No coincidence as the article points out that the rise in ADHD diagnoses goes hand in hand with a very successful marketing campaign for stimulant drugs to treat ADHD. Most of which are listed as Class 1 Controlled Substances (right up there with Cocaine) and whose manufacturers have repeatedly been cited by the Food & Drug Administration for false and misleading advertising about these stimulants.
One marketing campaign even lists “Famous People with ADHD” just so you feel like you’re in good company (psychcentral.com). Among the listed are: Albert Einstein, Thomas Edison, Abraham Lincoln, Galileo, Mozart, Beethoven, Leonardo da Vinci, Alexander Graham Bell, Rodin, Louis Pasteur, Walt Disney and John Lennon. None of these were ever “diagnosed” with ADHD, in fact the diagnosis wasn’t even developed during most of their lifetimes but why let the facts get in the way.
But I would venture to say that if they had been diagnosed with ADHD and put on stimulants we probably would never have even heard of any of them. The drug would have worked against that same unique part of their personality that pushed them to achieve great things. Which means history would be without the Gettysburg Address, no Ninth Symphony from Beethoven, no Last Supper from da Vinci, maybe no telephone or light bulb, no Disney World to Imagine.
So through a combination of drive-through diagnoses by physicians who are in the thrall of Big Pharma, clever marketing and parents at their wits-end, bingo! We have succeeded in changing normal childhood behavior into an illness that needs treatment. In many cases we fail to treat the child’s environment, which is often the real cause of problem behavior (divorce doubles a child’s chance of being put on stimulants, children spend more of their time in institutions, school, afterschool, before school programs than the family).
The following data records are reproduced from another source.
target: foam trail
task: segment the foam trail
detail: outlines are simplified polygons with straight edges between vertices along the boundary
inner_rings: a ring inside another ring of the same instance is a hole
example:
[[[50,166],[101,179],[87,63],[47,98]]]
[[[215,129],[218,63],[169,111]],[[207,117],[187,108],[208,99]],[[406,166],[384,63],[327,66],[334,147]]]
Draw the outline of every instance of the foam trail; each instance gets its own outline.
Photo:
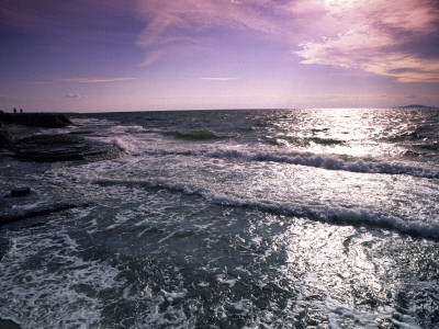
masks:
[[[279,215],[307,217],[314,220],[348,224],[348,225],[368,225],[379,227],[399,234],[406,234],[415,237],[424,237],[428,239],[439,239],[439,225],[420,222],[407,222],[402,218],[373,212],[361,207],[326,207],[326,206],[307,206],[301,204],[264,204],[248,200],[232,198],[221,193],[214,193],[196,186],[184,184],[171,184],[165,181],[136,181],[136,180],[95,180],[93,183],[100,185],[140,185],[147,189],[159,190],[165,189],[170,192],[182,193],[184,195],[202,196],[212,204],[243,207],[255,211],[268,212]]]
[[[358,173],[384,173],[384,174],[408,174],[413,177],[426,179],[439,179],[439,170],[430,168],[403,166],[397,163],[386,163],[379,161],[344,160],[336,155],[315,155],[315,154],[290,154],[290,155],[273,155],[270,152],[250,152],[238,150],[216,150],[216,151],[146,151],[147,156],[194,156],[207,157],[225,160],[240,160],[240,161],[260,161],[260,162],[278,162],[288,164],[299,164],[314,168],[322,168],[327,170],[341,170]]]
[[[414,177],[438,179],[439,171],[427,168],[371,162],[364,160],[345,161],[335,155],[293,154],[278,156],[269,152],[244,152],[237,150],[206,152],[205,156],[221,159],[240,159],[246,161],[271,161],[290,164],[308,166],[328,170],[344,170],[361,173],[409,174]]]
Or we simply don’t know how to or want to work with a child whose unique personality requires not so normal ways of developing and maturing. The problem is not in a brain pathology but in a different cognition style that often doesn’t do well with standard learning techniques or teaching methodology. And most children will eventually even out and develop the skill they need to be successful adults.
But that doesn’t stop the ADHD industry from claiming that it is a “lifelong” problem even though there is no scientific research to back that up. So the latest push is for Adult ADHD. Again there is a really slick marketing campaign (ownyouradhd.com) with an on-line quiz you can take to see how likely you are to have ADHD. I passed with flying colors. Among the questions asked: “How often do you have trouble wrapping up the final details of a project, once the challenging parts have been done?” Well for me very often, which is according to the website a sign of possible ADHD. Well the fact is that I get bored and the final details are better suited for secretaries, admin assistants, typists, data entry specialists, stenographers, isn’t that what they do? Do I have ADHD because I know my part and when it is finished? Or yet another quiz question: “How often do you have problems remembering appointments or obligations?” All the time, that’s why I have a calendar where I write down my appointments. And finally, “Do you fidget or squirm with your feet or hands when you have a long wait time?” Yes, like most men I don’t do waiting too well. Learning patience is a life long process. Ergo, ADHD solved with the help of Katherine Gibbs, calendars and the Rosary, no medication!
I’m not making light of the challenges some people face with their unique personalities but trying to show that seeking solutions other than the quick fix of a diagnosis and pill leads to lifelong solutions that don’t have the dangerous side effects of chemicals or the psychological trauma of thinking you are somehow defective. No you are not, you are in fact made in God’s image and likeness and you are just manifesting a different side of that.